Firefox, SeaMonkey and Opera support almost all the HTML5 entities. Oddly Opera sometimes supports entities and sometimes does not. It appears to be random. Chrome and Safari support many of them.

Colgroup Test
  Style Test Alignment Test
On Every row style alignment
Using Colgroup style alignment

If both cells in the lefthand Style Test column arethe same colour, then your browser (the one you are using now to view this page) supports <col class=.

If both cells in the righthand Alignment Test column right-align, then your browser supports <col align= correctly.
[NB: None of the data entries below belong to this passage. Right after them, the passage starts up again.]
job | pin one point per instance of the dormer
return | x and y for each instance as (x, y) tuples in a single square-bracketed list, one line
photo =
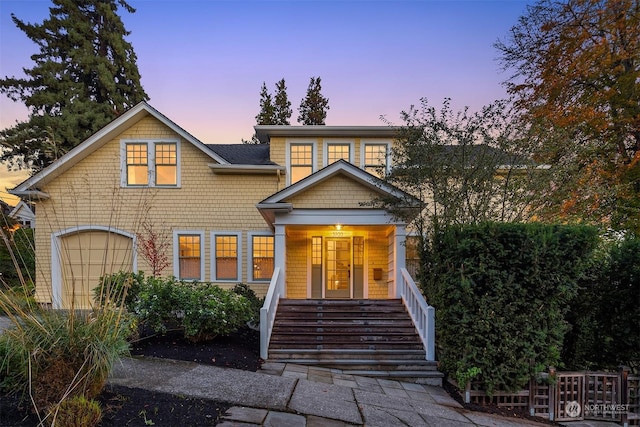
[(304, 150)]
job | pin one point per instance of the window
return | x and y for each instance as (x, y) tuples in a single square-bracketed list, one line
[(300, 161), (137, 164), (375, 159), (262, 251), (337, 152), (166, 164), (226, 257), (150, 163), (188, 253)]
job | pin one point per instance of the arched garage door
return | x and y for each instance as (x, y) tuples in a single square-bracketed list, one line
[(87, 255)]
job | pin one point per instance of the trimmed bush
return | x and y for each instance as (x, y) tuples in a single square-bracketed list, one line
[(501, 292), (202, 311), (605, 315)]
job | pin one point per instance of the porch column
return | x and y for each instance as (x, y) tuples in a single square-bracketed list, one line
[(400, 251), (280, 256)]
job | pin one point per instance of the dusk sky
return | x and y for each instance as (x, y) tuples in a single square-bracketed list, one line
[(203, 62)]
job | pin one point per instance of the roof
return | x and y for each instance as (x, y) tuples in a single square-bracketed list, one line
[(243, 154)]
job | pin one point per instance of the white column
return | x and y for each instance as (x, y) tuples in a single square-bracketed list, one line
[(280, 257), (399, 253)]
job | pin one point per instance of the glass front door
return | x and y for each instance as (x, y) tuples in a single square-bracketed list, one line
[(338, 268)]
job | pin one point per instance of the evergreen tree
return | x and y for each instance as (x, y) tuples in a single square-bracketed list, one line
[(266, 116), (282, 105), (84, 76), (313, 108)]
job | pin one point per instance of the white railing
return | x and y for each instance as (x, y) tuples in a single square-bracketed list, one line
[(423, 315), (268, 312)]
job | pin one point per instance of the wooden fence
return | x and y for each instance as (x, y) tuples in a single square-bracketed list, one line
[(572, 396)]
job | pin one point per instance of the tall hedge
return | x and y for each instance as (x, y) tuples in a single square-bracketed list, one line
[(501, 292), (605, 315)]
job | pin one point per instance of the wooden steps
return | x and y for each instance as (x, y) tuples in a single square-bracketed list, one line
[(361, 337)]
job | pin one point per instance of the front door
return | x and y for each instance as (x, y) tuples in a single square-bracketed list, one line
[(338, 267)]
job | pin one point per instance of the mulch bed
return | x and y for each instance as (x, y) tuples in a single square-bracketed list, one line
[(124, 406)]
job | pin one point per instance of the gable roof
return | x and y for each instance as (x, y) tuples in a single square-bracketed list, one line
[(277, 201), (243, 154), (29, 187)]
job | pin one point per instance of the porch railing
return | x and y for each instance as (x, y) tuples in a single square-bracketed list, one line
[(423, 315), (268, 312)]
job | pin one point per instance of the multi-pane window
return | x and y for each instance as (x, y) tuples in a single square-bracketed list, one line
[(137, 164), (301, 161), (262, 257), (337, 152), (375, 159), (226, 257), (150, 163), (166, 164), (189, 257)]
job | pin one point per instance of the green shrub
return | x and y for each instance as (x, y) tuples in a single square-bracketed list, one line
[(77, 411), (256, 303), (501, 292), (201, 310), (118, 289), (605, 315)]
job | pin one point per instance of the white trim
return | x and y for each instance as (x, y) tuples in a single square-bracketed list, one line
[(176, 252), (337, 141), (249, 264), (56, 268), (314, 154), (365, 142), (151, 161), (366, 217), (239, 255), (106, 134)]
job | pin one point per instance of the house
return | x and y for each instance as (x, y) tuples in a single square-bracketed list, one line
[(291, 217), (23, 214)]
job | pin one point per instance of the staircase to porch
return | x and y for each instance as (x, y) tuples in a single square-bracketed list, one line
[(360, 337)]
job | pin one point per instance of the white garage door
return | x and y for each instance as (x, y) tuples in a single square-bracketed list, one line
[(85, 257)]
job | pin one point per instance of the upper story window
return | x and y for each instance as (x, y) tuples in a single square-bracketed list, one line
[(137, 164), (150, 163), (300, 161), (375, 158), (338, 151)]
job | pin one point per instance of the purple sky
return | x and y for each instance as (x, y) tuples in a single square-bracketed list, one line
[(203, 62)]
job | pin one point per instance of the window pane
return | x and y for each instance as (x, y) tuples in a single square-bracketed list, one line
[(226, 257), (189, 254), (166, 164), (137, 164), (262, 257), (337, 152), (301, 158), (375, 159)]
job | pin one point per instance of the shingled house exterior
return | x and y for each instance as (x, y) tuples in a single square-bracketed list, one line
[(290, 217)]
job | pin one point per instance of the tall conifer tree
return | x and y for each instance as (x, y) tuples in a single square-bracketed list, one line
[(282, 105), (313, 108), (266, 116), (85, 75)]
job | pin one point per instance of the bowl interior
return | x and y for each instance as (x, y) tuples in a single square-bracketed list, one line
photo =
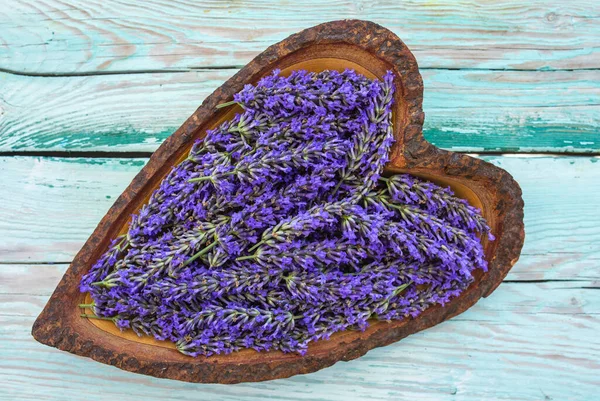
[(316, 59)]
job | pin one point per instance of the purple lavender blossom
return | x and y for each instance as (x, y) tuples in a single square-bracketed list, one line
[(279, 230)]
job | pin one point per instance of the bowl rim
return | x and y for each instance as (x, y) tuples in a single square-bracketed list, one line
[(59, 325)]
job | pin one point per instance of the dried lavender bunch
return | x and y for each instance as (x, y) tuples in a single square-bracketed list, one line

Dreamweaver lets you apply a css style to all rows individually. Last revised/verified: 2012-02-11

<col class="strawberry" align="center" span="2">   tells about entire column’s colour, alignment, class, span width="125" width="20%" etc. Note you put everything right in the <col> tag. There is no </col> tag. <col> must be nested inside a <colgroup>…</colgroup> Note the parameter is called span, not colspan.
<thead> </thead> encloses table header rows. The thead, tbody and tfoot tags let you group your table in three regions, so that if the table scrolls, the header and footer will always be visible. Just the middle part will scroll. Provides a hook to attach CSS (Cascading Style Sheets) styles to everything in the header.
<tfoot> </tfoot> Encloses table footer rows. This must come before the <tbody> so the browser can render the footer even before all the table body data has arrived. Provides a hook to attach CSS styles to everything in the footer.
<tbody> </tbody> encloses table body rows. Provides a hook to attach CSS styles to everything in the body.
<tr valign="baseline"> </tr> table row valign can be top, middle, bottom, baseline. valign can also occur on caption, tr and td.
<th align="center"> </th> header item, also left, center, right, justify. Internet Explorer is a brain damaged browser than cannot figure out sensible column widths on its own. To pander to its in competence, you can use width="100" etc. to set absolute pixel widths of columns. However, doing this will ruin the display for other browsers that automatically adjust column widths to screen size.
<td align="center"> </td> data item, also left, center, right, justify
<th rowspan="2"> </th> header spanning two rows
<td rowspan="2"> </td> data item spanning two rows
<th colspan="2"> </th> header spanning two columns
<td colspan="2"> </td> data item spanning two columns
<td dp=":"> </td> align data in this cell at the : char
<td nowrap="nowrap"> </td> may not break lines in cell
<td width="50%"> </td> hints on how to compute column widths
<spacer type=horizonal>   can also be vertical or block. Netscape appears to ignore spacers.
<spacer size="20">   size in pixels
<spacer width="20">   horizontal size in pixels
<spacer height="20">   vertical size in pixels
<spacer align="left">   also right and center

If you producing a complex table with cells that span more than one row or column, turn on the gridlines, and after you have table debug, remove them.

If you are generating HTML table code with Java, create the table manually, then make a screen snapshot of the rendering. Then use the manual code and your snapshot to guide you in producing the Java code. That way, you don’t need to visualise the big picture, just concentrate on producing the code for the individual pieces.

The problem with the conventional tables is the column headers scroll of the page. Further, if you print the page, there are headers only on the first page of a long table. There are a number of tricks you can use in CSS to get the effect of non-scrolling fixed header they way you have in a spreadsheet. See mindprod.css xxx.spreadsheet for how it is done and regex for what it looks like.